Complément d’information

Le ministre de la Communication des Îles Salomon Peter Shanel Agovaka a déclaré mardi 17 novembre 2020 que le conseil des ministres salomonais avait validé l’interdiction de Facebook en raison des « propos insultants à l’égard des ministres et du Premier ministre » et de la « diffamation de personnalités ».

L’interdiction doit encore entrer en vigueur et Peter Shanel Agovaka a indiqué que le gouvernement était en pourparlers avec les opérateurs pour trouver un moyen de le faire.

La Constitution des Îles Salomon protège le droit à la liberté d’expression, notamment le droit de recevoir et de répandre des idées politiques. Cet État n’a pas encore ratifié le Pacte international relatif aux droits civils et politiques (PIDCP), mais en tant qu’État membre de l’ONU, s’est engagé à respecter les droits inscrits dans la Déclaration universelle des droits de l’homme.

Le droit à la liberté d’expression englobe le droit de se montrer critique à l’égard d’un gouvernement et de sa politique. Il ne peut être limité que dans des cas où cela est nécessaire et proportionné à un but légitime, en vertu du droit international relatif aux droits humains, et dans le respect des principes de légalité et de non-discrimination.
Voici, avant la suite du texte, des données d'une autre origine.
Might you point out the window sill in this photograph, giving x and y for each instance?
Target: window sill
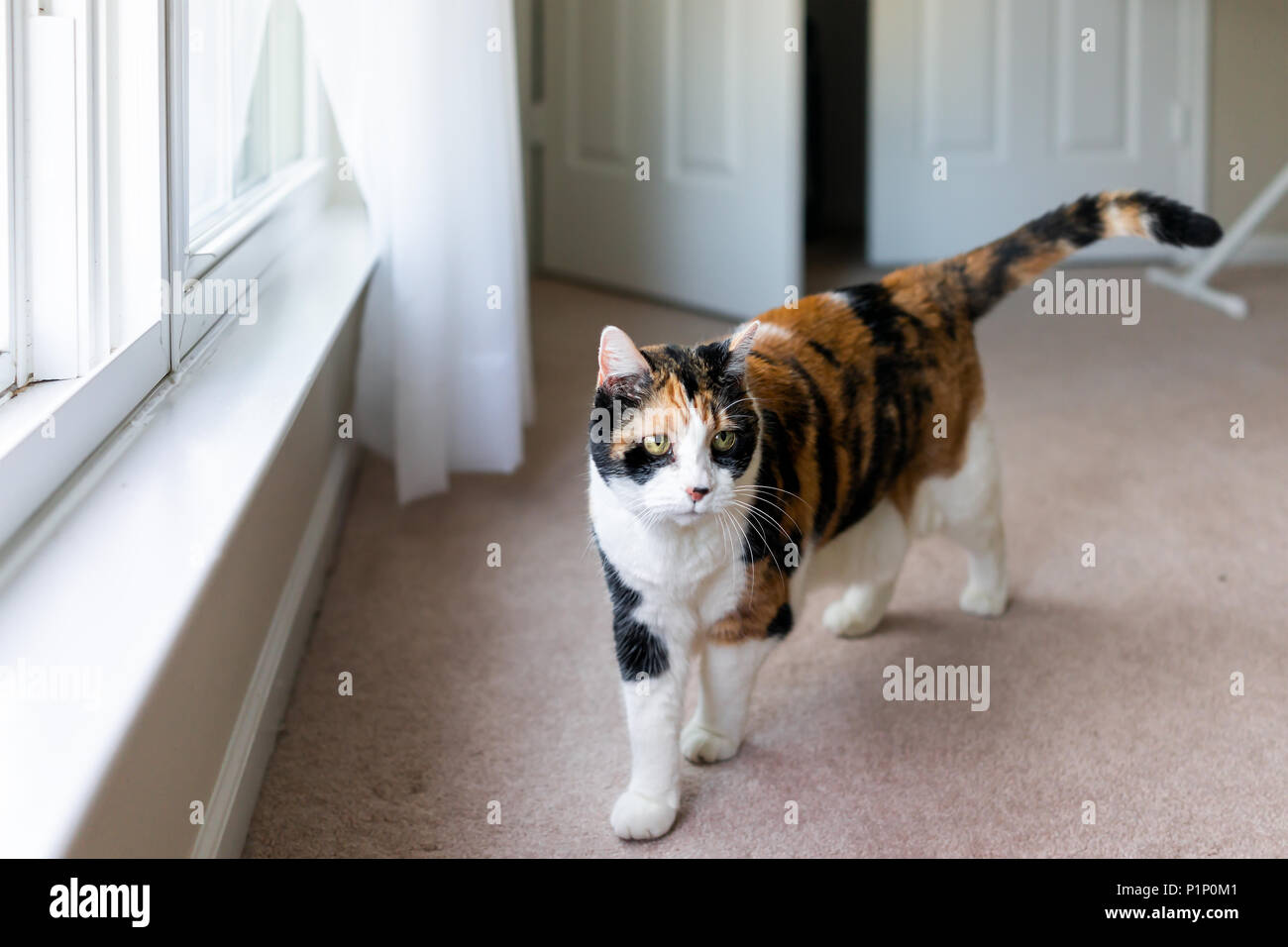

En vertu des normes internationales, bloquer le fonctionnement de sites Internet ou d’autres systèmes de diffusion de l’information en ligne en édictant des interdictions générales, ne ciblant pas des contenus précis, n’est pas compatible avec le droit fondamental à la liberté d’expression, pas plus que ne l’est l’interdiction faite à un site ou un système de publier des contenus au seul motif qu’ils constituent une critique du gouvernement.

Les Îles Salomon ne sont pas le premier État insulaire du Pacifique à envisager d’interdire des sites de réseaux sociaux en réponse à des critiques en ligne visant le gouvernement.

En mai 2018, la Papouasie-Nouvelle-Guinée a bloqué Facebook pendant un mois, du fait de préoccupations suscitées par de faux profils utilisateurs.

En juillet 2020, le Premier ministre samoan Tuilaepa Sailele Malielegaoi a déclaré envisager d’interdire Facebook en raison des propos calomnieux et des manœuvres politiques de bas étage dont il était la cible.

Le gouvernement de Nauru a interdit Facebook entre 2015 et 2018, affirmant que le but était de faire barrage aux « informations biaisées et infondées » lorsqu’il s’est retrouvé au centre de l’attention internationale pour le traitement réservé aux réfugié·e·s et demandeurs·euses d’asile et pour les accusations pénales portées à l’encontre de député·e·s de l’opposition.